Question

A billiard ball with a speed of 5 m/s strikes another stationary billiard ball in a perfectly elastic collision.

After the collision, the first ball has a speed of 4.35 m/s and is traveling at an angle of 30° below its original line of motion.

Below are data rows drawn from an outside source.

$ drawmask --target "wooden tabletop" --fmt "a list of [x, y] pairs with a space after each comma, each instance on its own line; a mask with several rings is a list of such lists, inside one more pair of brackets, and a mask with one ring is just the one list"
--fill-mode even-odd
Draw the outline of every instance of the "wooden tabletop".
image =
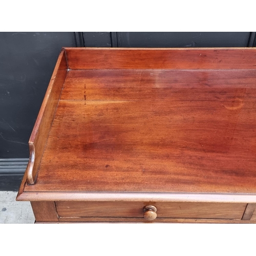
[[256, 193], [256, 70], [69, 70], [25, 191]]

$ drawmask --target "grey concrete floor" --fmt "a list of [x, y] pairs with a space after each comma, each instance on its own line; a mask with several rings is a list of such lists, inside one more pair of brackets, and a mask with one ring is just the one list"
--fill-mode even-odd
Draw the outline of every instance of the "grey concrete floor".
[[29, 202], [16, 202], [17, 192], [0, 191], [0, 223], [34, 223]]

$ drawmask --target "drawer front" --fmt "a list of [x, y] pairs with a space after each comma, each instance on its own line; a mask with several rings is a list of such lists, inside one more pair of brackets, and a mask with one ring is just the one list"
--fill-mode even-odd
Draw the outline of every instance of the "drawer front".
[[157, 208], [157, 219], [229, 219], [241, 220], [246, 203], [56, 202], [59, 217], [143, 218], [146, 205]]

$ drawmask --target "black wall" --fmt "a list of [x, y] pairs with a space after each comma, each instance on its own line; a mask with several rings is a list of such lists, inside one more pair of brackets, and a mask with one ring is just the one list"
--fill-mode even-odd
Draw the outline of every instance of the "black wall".
[[255, 40], [255, 32], [0, 32], [0, 189], [8, 188], [8, 177], [20, 179], [25, 170], [29, 137], [62, 47], [247, 47]]

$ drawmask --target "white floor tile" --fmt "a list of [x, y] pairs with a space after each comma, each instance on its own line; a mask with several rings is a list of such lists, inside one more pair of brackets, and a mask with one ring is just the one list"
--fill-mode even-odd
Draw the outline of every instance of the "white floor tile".
[[0, 223], [34, 223], [29, 202], [16, 202], [17, 192], [0, 191]]

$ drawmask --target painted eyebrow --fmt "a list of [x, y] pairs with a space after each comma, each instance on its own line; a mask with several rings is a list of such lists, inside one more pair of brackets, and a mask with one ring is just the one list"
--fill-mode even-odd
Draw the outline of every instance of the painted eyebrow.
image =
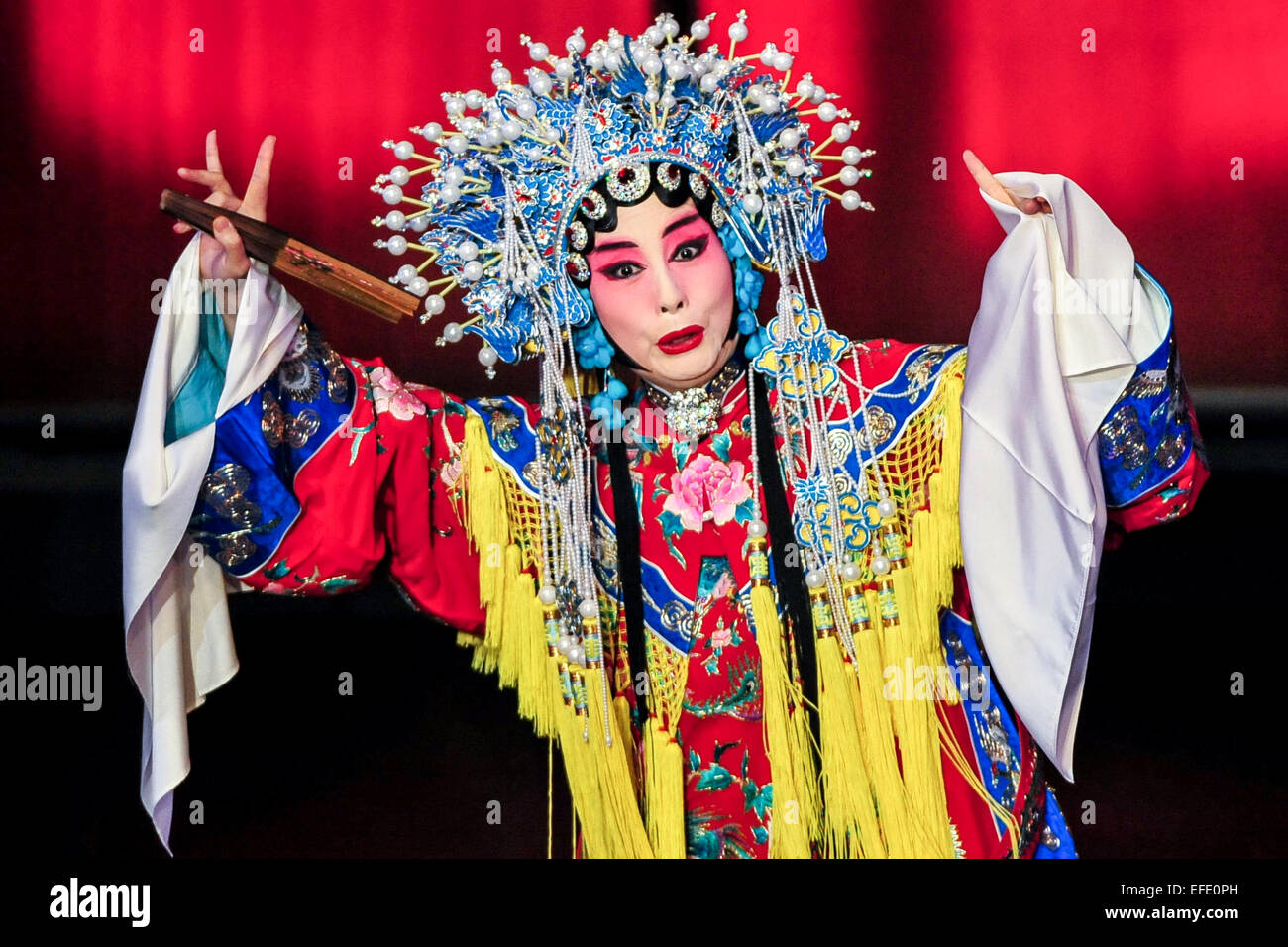
[[[685, 214], [679, 220], [667, 224], [666, 229], [662, 231], [662, 236], [665, 237], [671, 231], [676, 231], [684, 227], [685, 224], [692, 224], [694, 220], [698, 219], [698, 216], [699, 216], [698, 211], [693, 211], [692, 214]], [[622, 247], [627, 246], [636, 246], [636, 244], [632, 240], [614, 240], [612, 244], [600, 244], [591, 253], [595, 253], [596, 250], [621, 250]]]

Find the speed and angle of the second ball, with respect to the initial line of motion, after the collision.

Answer 1

Assuming both billiard balls have the same mass, conservation of momentum says

`m\vec v_1 + m\vec v_2 = m{\vec v_1}\,' + m{\vec v_2}\,'`

where m = mass of both billiard balls, and v₁ and v₂ = their initial velocities, and v₁' and v₂' = their final velocities. The masses are the same so the exact value of m is irrelevant. The first ball has initial speed 5 m/s and the second is at rest, so

`\left(5 (\rm m)/(\rm s)\right) \, \vec\imath = {\vec v_1}\,' + {\vec v_2}\,'`

After the collision, the first ball has speed 4.35 m/s and is moving at angle of 30° below the original path, so

`{\vec v_1}\,' = \left(4.35(\rm m)/(\rm s)\right)\left(\cos(30^\circ) \, \vec\imath + \sin(30^\circ) \, \vec\jmath\right) \approx \left(3.77 (\rm m)/(\rm s)\right) \vec\imath + \left(-2.18 (\rm m)/(\rm s)\right) \vec\jmath`

Then the second ball has final velocity vector

`{\vec v_2}\,' \approx \left(1.23 (\rm m)/(\rm s)\right) \vec\imath + \left(2.18 (\rm m)/(\rm s)\right) \vec\jmath`

so it moves with speed

`\left\|{\vec v_2}\,'\right\| \approx \sqrt{\left(1.23(\rm m)/(\rm s)\right)^2 + \left(2.18(\rm m)/(\rm s)\right)^2} \approx \boxed{2.50 (\rm m)/(\rm s)}`

at an angle of

`\theta \approx \tan^(-1)\left((2.18)/(1.23)\right) \approx \boxed{60.5^\circ}`

or about 60.5° above the original line of motion.